Постепенно к нему пришла мысль, скорее с долей иронии, нежели беспокойства: кто-нибудь, где-нибудь может вызвать полицию. Тайные любовники, поднявшие голову со смятой подушки, тоскующая проститутка, шляющаяся по улицам в поисках приключений. Там на улице стреляют! Дежурит помощник комиссара Пиноли. Первым в этот сектор прибудет Николоси. Бедный Николоси, честный работящий парень, пятнадцать лет на службе и не поднялся выше патрульного. По некоторым причинам ему было бы стыдно, если бы Николоси увидел его здесь. По крайней мере Николоси, как честный человек, поймет его. Я должен был сделать это, Амадео. Должен. Это единственное оставшееся средство осуществить правосудие.
Когда он двинулся к машине, боль усилилась. Болело в животе, но лучше не смотреть. Пальцы левой руки онемели, одежда запачкана кровью. Подходя к машине, он почувствовал, как по бедрам стекает теплая струйка. Тут же он услышал отдаленный вой сирены. Первоклассное место преступления, muchachos. Пули пяти калибров и четверо подозреваемых, ни один из которых не заговорит. Один из них – полицейский. Остальные – сотрудники службы безопасности Карло Пелегрини. Какое же роскошное expediente можно будет сочинить!
Он сел в машину и постарался поскорее покинуть этот район. Его стал пробирать пот, но он чувствовал себя довольным и уверенным. Все равно, он был уже мертв. Какое имеет значение, ну, поболит немного в животе или он весь зальется кровью? Так и должны выглядеть мертвецы. Видишь, Уотербери, я немного сравнял твой счет. Больше чем сравнял. Всего лишь дух теперь. Он выше соображений осторожности или морали. Все это осталось позади. Он теперь ангел. Тот, который в танго идет на все, дабы отомстить за оскорбление или неверность. Может быть, это было его судьбой все эти годы. Все те десятки лет, в течение которых он аккуратно отмерял и накапливал, и никогда ему не приходило в голову, что все сделанное им в конце концов за несколько часов встанет с ног на голову.

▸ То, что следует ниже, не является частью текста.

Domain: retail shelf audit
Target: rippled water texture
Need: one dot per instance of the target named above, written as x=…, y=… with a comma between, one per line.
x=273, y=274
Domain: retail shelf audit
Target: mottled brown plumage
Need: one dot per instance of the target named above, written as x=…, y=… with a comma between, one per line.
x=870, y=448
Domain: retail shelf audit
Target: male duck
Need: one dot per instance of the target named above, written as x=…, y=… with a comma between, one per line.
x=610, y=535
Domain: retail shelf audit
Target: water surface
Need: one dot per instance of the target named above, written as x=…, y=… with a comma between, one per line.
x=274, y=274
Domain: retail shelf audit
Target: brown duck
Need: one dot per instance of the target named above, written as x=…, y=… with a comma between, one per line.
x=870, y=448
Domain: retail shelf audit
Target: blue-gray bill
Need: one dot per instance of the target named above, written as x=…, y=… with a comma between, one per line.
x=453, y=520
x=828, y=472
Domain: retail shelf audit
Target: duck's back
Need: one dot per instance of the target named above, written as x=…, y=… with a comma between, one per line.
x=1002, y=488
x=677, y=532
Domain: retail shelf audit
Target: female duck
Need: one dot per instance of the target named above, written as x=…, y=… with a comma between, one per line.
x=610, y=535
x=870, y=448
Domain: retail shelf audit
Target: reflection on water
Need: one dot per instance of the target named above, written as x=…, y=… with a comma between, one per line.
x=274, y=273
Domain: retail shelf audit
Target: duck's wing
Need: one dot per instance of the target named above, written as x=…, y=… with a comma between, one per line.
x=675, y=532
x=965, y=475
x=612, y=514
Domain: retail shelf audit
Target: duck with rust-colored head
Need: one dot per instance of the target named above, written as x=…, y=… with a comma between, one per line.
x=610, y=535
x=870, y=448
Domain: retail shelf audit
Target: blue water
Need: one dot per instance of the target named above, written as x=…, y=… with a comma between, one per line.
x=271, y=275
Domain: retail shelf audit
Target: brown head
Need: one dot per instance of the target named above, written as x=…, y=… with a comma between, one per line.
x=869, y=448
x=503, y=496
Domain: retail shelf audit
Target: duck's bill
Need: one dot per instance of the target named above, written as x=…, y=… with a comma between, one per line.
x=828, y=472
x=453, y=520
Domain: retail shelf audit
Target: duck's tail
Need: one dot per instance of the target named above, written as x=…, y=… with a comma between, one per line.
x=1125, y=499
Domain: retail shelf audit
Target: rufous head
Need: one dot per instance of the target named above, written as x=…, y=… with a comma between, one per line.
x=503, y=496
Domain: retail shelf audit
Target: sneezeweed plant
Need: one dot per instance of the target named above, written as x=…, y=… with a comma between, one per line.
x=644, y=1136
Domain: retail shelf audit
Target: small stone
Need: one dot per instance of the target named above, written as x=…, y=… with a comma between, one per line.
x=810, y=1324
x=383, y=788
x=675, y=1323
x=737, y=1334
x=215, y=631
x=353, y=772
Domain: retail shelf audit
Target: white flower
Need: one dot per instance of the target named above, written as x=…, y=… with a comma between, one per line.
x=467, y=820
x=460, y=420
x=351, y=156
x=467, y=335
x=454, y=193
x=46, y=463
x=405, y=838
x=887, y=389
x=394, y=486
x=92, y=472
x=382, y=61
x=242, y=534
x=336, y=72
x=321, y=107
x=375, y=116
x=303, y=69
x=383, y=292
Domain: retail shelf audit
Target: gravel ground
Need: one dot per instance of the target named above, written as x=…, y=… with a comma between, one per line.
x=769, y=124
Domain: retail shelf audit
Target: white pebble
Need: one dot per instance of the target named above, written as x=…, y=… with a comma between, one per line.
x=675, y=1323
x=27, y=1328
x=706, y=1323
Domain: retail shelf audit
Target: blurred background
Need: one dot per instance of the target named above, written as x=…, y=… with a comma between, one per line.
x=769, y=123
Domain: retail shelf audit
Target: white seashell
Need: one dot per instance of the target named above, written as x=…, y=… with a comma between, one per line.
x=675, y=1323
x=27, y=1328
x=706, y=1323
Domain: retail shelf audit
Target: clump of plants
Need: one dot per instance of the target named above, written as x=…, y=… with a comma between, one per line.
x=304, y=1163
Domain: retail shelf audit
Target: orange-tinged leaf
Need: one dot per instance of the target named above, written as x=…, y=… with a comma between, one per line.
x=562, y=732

Остался только Леон. Шеф. Его друг и ментор все эти годы, всегда опережавший его в звании и ранге, руководивший его карьерой и, наконец, смертью. Фортунато сознавал, что должен чувствовать злость, но она не приходила. Скорее всего потому, что он уже мертв, а мертвые не испытывают злости. Просто осталось кое-что доделать, и понятно как, а остальное остается людям, продолжающим жить, тешить свое эго и лелеять свои надежды.